Geekery aside, offering pleasure is a sommelier’s primary job. Says Steel, “More than anything, we want people to try a wine and say, ‘Ooooh that’s good. Tell me more about what’s in this glass’.” As long as the list isn’t so geeky that it completely turns people off, it can be a good conversation starter and help set your establishment apart.

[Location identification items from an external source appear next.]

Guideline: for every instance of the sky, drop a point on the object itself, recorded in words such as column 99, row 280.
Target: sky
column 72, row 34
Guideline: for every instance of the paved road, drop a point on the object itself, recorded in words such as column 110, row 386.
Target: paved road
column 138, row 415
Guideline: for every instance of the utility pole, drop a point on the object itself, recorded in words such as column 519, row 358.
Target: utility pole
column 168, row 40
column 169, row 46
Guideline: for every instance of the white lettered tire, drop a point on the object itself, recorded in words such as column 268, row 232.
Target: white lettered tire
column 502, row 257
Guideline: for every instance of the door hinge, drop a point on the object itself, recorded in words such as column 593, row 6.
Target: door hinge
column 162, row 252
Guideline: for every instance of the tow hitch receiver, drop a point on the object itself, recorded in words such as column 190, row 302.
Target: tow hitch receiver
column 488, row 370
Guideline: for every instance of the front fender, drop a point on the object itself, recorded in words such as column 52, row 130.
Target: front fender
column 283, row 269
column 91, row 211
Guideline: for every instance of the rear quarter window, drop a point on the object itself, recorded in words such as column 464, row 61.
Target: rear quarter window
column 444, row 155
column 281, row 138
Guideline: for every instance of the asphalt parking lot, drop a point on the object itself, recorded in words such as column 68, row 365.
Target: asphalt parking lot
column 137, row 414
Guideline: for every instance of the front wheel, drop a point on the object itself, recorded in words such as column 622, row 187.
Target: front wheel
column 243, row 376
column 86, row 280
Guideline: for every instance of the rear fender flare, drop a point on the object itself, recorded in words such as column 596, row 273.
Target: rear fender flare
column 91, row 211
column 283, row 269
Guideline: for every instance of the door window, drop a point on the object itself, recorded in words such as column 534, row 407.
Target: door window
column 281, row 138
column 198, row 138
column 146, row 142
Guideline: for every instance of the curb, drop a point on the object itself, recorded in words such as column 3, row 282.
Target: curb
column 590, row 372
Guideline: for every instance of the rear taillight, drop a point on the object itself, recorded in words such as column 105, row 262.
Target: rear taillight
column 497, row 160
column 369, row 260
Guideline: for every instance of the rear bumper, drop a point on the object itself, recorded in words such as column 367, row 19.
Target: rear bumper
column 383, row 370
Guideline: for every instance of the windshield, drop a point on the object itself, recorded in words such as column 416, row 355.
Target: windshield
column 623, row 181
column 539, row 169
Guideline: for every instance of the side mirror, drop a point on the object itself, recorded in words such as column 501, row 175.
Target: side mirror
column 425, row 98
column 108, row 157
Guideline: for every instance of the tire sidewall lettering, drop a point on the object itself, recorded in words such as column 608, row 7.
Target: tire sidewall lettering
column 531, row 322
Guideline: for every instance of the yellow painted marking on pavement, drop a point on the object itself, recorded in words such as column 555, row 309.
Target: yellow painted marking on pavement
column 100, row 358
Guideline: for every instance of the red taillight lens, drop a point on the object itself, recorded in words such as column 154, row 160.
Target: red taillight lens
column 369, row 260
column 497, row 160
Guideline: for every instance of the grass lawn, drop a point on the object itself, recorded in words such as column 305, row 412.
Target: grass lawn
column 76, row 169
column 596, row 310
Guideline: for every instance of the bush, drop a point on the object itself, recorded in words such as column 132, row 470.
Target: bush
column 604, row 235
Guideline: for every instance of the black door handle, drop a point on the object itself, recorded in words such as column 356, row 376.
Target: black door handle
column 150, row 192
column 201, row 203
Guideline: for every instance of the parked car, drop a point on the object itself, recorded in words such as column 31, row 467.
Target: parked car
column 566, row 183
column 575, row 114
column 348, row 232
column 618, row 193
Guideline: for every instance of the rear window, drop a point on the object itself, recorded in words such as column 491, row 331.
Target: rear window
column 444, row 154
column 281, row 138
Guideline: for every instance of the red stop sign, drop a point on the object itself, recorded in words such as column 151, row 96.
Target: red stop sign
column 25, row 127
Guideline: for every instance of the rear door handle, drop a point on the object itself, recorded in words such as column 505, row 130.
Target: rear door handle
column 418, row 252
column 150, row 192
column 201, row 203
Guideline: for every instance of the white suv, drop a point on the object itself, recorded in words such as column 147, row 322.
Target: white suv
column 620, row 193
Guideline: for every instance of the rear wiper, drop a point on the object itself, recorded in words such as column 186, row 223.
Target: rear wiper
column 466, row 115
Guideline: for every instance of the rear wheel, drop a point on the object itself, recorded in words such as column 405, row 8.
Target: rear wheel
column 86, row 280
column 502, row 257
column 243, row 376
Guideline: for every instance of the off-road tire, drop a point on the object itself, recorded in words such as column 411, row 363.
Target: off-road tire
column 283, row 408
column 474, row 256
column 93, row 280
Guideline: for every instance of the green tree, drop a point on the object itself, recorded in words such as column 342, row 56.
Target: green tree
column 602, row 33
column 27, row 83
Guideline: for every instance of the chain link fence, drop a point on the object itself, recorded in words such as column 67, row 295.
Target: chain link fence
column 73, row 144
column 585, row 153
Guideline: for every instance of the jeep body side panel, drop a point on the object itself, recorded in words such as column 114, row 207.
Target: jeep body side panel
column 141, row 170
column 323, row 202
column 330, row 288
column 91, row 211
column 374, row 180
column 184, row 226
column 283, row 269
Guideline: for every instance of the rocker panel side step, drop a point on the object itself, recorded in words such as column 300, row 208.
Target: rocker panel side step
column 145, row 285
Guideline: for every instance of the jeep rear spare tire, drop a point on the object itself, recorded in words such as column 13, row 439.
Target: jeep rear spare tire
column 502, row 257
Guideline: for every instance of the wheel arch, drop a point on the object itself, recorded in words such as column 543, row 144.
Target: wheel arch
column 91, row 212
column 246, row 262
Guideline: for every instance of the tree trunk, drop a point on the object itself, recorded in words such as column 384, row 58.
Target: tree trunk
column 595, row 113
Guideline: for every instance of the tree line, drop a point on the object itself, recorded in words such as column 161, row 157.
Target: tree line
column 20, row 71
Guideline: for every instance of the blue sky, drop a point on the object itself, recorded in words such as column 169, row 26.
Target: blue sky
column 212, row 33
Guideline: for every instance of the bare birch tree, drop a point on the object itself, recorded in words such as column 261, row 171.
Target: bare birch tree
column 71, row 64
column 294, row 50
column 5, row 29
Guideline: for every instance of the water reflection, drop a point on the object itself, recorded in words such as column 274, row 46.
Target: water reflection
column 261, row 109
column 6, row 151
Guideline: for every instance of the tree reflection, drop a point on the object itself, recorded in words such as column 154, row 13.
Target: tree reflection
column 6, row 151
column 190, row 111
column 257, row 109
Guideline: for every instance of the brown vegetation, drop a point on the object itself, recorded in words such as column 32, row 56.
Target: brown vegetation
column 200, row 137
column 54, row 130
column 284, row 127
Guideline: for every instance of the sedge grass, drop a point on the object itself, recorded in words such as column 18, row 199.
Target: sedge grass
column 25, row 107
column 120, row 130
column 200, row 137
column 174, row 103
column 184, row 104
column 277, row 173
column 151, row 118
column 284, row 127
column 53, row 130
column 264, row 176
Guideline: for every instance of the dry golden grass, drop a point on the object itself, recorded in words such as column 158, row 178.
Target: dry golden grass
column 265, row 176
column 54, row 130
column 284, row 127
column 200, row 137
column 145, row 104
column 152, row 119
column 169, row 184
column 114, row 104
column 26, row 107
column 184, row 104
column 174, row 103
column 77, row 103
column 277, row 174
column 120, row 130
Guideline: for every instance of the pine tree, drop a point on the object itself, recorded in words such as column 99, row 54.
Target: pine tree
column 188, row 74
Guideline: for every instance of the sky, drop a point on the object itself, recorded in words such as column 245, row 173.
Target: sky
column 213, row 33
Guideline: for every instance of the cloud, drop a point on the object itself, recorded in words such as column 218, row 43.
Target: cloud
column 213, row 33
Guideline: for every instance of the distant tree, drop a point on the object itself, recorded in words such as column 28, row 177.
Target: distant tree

Thankfully, wine lovers in Singapore have more than warmed up to the risks Veloo and Steel have taken with their lists. “I was worried about the traditionalists who might have a rigid mindset about what a list should be and the casual diner who might find it confusing. But all our customers seem intrigued and seem to appreciate a new perspective,” says Steel.
At Cloudstreet, Veloo has noticed something he has never before seen in his career: people reading the entire wine list, cover to cover, during their meal at the restaurant.
That’s job satisfaction you cannot put a price on.
A whole new world
Some highlights from the lists at Preludio and Cloudstreet.
01 Cloudstreet – The rise of the micro negoce
Veloo explores a relatively recent phenomenon in Burgundy: the micro négociant – winemakers who do not own vineyards but make small amounts of quality wine from purchased grapes.
02 Cloudstreet – Ribera Del Duero, old and new
One, an old guard, and the other, a young upstart. Two of the greatest estates in the Spanish appellation go head to head – if you’re willing to drop the fourfigure sums for these exalted examples of Tempranillo.
03 Preludio – A slice of evolutionary time
Steel compiles an extensive chart of the pinot grape family tree in a process involving the research of scientific journals. It includes eight wines to sample by the glass that cover a range of styles.